Y salió abruptamente de aquel recinto, golpeando con la cola, las paredes del angosto pasillo, arrastrándose, jadeando, dejando entrever por la comisura de sus labios un grueso hilo de hiel.
De un solo cabezazo, abrió la puerta buscando la salida al exterior, los ojos enrojecidos, el pelo erizado, las garras preparadas. Emitiendo un sonido gutural, olfateo el aire y salió; traspasó varias puertas hasta hallar la última, entonces, apuró su andar y se fue entre gruñidos y gemidos, esquivando los cuerpos que se le cruzaban en las veredas y las calles, desconociendo e ignorando a todos por igual.

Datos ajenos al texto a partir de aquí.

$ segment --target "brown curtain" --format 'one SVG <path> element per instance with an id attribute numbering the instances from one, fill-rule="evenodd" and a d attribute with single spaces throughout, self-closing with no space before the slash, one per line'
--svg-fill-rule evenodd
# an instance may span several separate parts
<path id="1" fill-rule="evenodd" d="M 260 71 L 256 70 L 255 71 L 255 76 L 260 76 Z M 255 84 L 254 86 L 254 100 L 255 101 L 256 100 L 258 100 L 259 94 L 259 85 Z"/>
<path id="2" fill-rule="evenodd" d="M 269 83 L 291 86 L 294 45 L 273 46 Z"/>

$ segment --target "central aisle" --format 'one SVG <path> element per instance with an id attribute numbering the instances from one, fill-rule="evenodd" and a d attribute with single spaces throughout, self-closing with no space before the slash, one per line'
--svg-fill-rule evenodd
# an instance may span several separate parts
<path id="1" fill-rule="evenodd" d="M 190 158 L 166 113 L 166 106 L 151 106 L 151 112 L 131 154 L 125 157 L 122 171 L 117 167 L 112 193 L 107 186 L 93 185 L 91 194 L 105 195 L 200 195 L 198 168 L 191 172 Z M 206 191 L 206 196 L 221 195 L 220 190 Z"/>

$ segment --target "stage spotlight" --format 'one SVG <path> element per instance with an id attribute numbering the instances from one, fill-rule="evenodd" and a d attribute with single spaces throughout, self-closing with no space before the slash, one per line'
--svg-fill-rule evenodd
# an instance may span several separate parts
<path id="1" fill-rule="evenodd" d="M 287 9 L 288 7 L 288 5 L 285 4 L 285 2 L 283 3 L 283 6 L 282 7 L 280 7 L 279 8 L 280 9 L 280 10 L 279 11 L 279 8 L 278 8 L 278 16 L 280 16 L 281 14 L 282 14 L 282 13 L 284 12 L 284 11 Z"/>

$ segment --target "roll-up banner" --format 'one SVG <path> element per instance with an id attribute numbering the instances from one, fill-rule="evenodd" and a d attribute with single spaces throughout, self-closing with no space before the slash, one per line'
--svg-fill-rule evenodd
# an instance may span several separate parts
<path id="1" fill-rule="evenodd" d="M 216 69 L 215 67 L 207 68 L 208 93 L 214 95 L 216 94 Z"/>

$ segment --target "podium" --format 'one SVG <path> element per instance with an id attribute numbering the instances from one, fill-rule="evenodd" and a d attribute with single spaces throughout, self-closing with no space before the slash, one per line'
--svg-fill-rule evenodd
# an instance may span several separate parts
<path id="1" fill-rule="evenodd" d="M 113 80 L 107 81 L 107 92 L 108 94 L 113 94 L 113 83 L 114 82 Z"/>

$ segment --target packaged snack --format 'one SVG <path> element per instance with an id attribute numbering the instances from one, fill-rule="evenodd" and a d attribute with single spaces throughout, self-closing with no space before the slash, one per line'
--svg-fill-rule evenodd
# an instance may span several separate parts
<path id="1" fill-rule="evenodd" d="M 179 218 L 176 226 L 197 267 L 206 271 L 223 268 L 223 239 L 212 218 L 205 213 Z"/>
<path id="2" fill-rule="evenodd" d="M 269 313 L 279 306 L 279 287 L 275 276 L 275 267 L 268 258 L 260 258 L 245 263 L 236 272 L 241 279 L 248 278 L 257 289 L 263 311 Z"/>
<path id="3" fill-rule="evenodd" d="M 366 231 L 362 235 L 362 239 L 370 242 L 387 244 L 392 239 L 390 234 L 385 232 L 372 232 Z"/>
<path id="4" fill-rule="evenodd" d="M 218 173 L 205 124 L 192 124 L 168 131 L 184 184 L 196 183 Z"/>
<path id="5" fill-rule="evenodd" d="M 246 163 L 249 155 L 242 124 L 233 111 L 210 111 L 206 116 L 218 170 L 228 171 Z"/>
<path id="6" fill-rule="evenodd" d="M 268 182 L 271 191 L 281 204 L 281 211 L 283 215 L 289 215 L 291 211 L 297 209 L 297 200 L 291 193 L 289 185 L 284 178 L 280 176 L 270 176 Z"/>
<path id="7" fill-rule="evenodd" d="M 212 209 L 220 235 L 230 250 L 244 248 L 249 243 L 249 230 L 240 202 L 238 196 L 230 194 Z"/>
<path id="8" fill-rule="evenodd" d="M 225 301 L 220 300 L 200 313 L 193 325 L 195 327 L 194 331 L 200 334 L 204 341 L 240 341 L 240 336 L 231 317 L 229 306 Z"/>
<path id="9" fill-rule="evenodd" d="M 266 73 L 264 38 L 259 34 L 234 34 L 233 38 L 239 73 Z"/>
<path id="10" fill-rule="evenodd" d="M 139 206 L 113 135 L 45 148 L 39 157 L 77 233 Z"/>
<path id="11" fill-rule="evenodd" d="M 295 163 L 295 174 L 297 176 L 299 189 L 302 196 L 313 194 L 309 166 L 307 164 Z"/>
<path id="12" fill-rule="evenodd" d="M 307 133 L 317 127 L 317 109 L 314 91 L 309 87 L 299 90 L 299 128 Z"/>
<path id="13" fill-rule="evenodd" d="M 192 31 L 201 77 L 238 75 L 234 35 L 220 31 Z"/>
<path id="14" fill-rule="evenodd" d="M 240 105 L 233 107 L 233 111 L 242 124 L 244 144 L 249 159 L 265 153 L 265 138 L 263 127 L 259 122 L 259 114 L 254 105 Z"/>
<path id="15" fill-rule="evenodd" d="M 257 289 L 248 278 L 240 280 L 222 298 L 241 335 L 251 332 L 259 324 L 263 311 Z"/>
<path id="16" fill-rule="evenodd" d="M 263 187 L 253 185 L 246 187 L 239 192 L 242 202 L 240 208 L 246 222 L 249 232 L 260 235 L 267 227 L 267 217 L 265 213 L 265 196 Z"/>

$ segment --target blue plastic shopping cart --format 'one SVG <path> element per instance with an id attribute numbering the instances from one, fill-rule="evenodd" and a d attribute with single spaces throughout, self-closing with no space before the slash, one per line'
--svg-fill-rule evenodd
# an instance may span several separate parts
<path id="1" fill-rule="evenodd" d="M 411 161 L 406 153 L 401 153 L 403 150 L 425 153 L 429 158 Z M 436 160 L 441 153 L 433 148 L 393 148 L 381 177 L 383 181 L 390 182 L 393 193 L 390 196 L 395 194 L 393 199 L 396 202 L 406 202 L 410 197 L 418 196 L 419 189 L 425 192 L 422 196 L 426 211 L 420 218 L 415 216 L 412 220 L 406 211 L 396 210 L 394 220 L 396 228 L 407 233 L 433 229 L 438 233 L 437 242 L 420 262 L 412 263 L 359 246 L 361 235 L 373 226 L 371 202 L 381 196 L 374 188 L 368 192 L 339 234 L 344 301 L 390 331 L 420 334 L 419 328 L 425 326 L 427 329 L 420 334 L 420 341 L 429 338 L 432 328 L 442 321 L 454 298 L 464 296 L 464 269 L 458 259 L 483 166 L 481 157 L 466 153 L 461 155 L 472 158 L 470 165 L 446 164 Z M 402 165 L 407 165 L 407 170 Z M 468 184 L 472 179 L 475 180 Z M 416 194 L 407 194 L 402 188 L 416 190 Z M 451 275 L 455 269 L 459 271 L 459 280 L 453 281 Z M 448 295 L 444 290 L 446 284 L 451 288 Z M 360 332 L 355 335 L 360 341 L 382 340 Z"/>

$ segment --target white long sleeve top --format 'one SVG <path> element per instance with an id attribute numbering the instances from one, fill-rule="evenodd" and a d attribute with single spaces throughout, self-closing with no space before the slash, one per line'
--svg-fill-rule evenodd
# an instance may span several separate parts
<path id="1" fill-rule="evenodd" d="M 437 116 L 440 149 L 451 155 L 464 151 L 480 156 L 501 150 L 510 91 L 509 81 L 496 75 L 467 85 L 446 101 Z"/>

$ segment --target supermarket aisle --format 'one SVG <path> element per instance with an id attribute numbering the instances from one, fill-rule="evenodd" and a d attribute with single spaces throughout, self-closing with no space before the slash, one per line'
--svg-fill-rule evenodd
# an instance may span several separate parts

Corrió alocadamente, tratando de alejarse lo más rápido posible de aquel sitio enviciado por el tonner, por el no-sol y el no-cielo.
Saltaba, jadeaba, bufaba, dejando a su paso un tufo ácido mezcla de encierro y transpiración.
A medida que se adentraba en el aire puro del bosque, comenzó a tranquilizarse.
El corazón se fue desacelerando, el pelo volvió a ensortijarse y las garras, lentamente, fueron escondiéndose. Y al contacto con el pasto fresco y el olor a tierra mojada, sus ojos pasaron del rojo-sangre al celeste intenso y su piel, del verde-grisáceo a un sensual negro-aceituna; la horrible cola se fue retrayendo hasta ocultarse en forma completa. En ese mismo momento, empezó a verse a una joven mujer que caminaba entre los árboles, tarareando una bella canción, mientras disfrutaba de los 45 minutos que la empresa le otorgaba cada día, para que saliera a almorzar.